Do we want to prevent code like that? I'm not sure if it is problematic.
Flags: needinfo?(michael) → needinfo?(nfroyd)
Perhaps you could restrict the warning to only apply to function declarations outside of system headers?  If the system header does it, that's sort of a claim that it should be okay.  (At least, unless the declaration is a template declaration and the std::function is the actual type of a dependent type in the signature, mumble mumble terminology mumble.)
Ugh.  I dug into this a little further, and the problem that this static analysis is attempting to solve does not apply to all architectures.  For the case of std::function on x86-64 Mac/Linux, everything is OK: (this implementation of) std::function has a non-trivial destructor, so values of it are passed by invisible reference.  Thus, any alignment problems are taken care of by the caller.  AFAICT, this would also be true on x86-64 Windows.
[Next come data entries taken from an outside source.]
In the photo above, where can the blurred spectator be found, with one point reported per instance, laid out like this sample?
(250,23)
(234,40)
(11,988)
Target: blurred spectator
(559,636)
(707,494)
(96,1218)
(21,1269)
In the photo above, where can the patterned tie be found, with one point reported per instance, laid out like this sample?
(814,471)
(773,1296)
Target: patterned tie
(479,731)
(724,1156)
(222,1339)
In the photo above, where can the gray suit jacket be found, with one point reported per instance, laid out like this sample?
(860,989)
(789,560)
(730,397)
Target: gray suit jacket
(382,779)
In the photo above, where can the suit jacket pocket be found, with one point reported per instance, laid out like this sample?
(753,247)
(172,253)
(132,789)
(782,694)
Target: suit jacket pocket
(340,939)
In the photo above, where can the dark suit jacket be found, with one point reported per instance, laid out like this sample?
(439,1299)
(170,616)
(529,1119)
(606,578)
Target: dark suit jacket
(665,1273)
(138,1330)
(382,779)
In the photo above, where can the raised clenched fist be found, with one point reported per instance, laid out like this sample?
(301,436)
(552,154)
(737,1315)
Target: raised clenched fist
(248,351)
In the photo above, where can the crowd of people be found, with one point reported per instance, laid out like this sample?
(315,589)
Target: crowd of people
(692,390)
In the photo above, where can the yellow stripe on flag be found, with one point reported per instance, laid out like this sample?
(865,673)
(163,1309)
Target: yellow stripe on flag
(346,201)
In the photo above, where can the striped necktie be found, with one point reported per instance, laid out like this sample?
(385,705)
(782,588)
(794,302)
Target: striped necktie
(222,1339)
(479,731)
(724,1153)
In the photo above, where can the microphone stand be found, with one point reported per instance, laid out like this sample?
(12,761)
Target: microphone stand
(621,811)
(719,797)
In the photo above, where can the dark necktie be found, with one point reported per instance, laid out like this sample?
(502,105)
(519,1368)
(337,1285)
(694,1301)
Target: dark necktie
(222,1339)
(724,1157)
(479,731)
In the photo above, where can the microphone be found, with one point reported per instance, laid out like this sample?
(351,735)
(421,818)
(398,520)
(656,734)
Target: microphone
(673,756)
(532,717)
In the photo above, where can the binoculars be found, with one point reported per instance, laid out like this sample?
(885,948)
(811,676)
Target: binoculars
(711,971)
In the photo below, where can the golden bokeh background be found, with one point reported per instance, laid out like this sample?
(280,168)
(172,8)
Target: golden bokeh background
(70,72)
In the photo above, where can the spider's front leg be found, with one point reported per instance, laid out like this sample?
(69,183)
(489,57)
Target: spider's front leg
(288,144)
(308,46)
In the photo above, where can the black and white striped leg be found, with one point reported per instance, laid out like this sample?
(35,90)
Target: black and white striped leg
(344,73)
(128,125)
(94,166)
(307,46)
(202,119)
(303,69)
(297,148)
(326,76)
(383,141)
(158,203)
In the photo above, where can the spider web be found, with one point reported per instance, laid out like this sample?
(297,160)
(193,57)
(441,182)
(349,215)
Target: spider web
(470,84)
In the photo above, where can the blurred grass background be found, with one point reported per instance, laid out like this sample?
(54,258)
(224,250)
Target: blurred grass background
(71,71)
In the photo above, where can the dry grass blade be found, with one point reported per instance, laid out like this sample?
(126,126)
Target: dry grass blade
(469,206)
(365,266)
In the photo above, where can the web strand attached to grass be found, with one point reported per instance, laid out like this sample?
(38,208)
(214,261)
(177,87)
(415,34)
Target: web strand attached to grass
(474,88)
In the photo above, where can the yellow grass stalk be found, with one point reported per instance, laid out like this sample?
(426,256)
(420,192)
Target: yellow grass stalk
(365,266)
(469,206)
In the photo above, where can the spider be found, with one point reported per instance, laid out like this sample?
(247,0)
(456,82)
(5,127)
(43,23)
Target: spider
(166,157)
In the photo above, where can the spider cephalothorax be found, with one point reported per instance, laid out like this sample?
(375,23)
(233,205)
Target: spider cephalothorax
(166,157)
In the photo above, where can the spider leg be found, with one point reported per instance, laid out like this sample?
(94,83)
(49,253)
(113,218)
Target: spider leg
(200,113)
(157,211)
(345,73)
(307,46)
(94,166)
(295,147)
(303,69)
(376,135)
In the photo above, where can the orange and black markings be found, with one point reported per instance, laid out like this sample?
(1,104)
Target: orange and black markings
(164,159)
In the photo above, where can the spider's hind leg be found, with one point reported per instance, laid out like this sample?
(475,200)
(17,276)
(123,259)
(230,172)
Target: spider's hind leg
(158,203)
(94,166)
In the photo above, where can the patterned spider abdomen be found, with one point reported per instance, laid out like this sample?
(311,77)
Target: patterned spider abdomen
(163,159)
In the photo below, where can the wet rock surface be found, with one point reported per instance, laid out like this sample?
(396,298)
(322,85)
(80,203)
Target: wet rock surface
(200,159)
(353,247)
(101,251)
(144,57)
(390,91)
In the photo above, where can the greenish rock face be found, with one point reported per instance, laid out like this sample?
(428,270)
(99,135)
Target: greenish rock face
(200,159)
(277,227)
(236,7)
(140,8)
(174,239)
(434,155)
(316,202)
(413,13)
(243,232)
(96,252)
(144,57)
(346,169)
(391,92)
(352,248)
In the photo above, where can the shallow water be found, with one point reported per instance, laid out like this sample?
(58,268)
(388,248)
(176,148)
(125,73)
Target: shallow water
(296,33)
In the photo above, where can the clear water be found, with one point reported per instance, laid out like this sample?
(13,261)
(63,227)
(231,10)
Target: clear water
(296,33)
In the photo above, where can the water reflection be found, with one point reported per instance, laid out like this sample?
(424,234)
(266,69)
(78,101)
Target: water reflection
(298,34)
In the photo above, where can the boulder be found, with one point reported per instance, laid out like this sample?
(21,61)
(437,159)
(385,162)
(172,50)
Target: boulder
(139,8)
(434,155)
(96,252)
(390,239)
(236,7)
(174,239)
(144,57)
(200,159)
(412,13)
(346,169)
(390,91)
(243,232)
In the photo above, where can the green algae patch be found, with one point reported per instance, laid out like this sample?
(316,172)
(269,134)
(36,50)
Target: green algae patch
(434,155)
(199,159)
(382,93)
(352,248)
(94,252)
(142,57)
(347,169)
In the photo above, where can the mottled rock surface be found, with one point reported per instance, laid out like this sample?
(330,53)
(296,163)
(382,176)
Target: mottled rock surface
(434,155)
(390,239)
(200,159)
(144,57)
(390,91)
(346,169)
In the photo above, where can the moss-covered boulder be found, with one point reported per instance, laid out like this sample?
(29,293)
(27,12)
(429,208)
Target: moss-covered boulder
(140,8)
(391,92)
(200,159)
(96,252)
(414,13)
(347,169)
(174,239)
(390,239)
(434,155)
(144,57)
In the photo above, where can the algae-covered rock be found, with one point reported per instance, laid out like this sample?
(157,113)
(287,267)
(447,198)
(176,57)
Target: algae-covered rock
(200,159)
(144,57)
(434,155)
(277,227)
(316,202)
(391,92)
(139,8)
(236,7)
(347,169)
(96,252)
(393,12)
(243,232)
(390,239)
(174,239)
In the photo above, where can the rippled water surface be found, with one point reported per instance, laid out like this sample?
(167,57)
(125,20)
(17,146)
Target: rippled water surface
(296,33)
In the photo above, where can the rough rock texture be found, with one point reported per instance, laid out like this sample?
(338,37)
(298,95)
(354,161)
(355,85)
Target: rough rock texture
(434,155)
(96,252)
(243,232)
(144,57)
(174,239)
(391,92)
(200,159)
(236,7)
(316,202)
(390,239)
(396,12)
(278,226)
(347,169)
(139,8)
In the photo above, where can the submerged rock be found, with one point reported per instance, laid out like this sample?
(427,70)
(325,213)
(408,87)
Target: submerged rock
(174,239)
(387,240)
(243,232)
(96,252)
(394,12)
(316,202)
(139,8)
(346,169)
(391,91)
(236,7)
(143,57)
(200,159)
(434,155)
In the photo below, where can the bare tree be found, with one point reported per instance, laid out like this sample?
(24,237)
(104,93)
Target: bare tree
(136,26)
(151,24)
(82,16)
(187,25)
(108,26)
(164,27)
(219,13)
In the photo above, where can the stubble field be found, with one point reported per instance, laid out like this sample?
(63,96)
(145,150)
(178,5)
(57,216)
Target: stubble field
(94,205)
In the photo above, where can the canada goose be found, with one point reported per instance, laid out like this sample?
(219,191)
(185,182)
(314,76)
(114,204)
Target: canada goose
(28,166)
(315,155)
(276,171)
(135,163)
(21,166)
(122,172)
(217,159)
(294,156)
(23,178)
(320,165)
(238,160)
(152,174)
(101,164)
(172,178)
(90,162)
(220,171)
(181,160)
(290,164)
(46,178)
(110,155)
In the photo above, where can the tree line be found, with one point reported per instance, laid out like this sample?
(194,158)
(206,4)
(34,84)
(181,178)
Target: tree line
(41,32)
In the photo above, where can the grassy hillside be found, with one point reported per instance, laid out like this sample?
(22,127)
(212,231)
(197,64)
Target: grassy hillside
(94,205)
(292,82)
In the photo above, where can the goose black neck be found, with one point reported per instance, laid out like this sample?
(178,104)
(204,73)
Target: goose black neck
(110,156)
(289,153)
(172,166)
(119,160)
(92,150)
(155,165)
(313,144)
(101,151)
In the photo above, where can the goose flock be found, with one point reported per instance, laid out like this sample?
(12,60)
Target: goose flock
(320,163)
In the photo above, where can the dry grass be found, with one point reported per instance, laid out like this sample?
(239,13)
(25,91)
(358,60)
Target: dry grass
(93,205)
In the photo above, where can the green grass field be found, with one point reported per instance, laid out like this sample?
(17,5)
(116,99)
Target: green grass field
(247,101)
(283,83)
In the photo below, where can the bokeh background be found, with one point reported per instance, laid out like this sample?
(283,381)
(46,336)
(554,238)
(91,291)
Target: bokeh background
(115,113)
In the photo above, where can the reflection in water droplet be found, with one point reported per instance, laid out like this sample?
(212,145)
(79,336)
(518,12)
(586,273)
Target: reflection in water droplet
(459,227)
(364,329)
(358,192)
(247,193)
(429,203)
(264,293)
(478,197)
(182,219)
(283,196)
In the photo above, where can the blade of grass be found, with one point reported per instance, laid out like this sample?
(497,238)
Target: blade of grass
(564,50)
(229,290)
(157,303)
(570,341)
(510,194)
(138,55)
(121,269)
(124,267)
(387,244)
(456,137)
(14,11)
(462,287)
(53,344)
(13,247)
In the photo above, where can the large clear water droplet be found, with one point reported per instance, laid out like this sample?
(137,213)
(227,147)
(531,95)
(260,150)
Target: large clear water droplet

x86 (Unix and Windows), however, would just copy the parameters onto the stack, so you have no guaranteed alignment.  Surprisingly, I think ARM does this too (though they make a half-hearted attempt at aligning things).  ARM64 appears to do this as well, though that particular part of the ABI is full of acronyms and I didn't want to wade through them all.

This language feature seems to be a huge huge footgun, especially for what purport to be cross-platform C++ libraries.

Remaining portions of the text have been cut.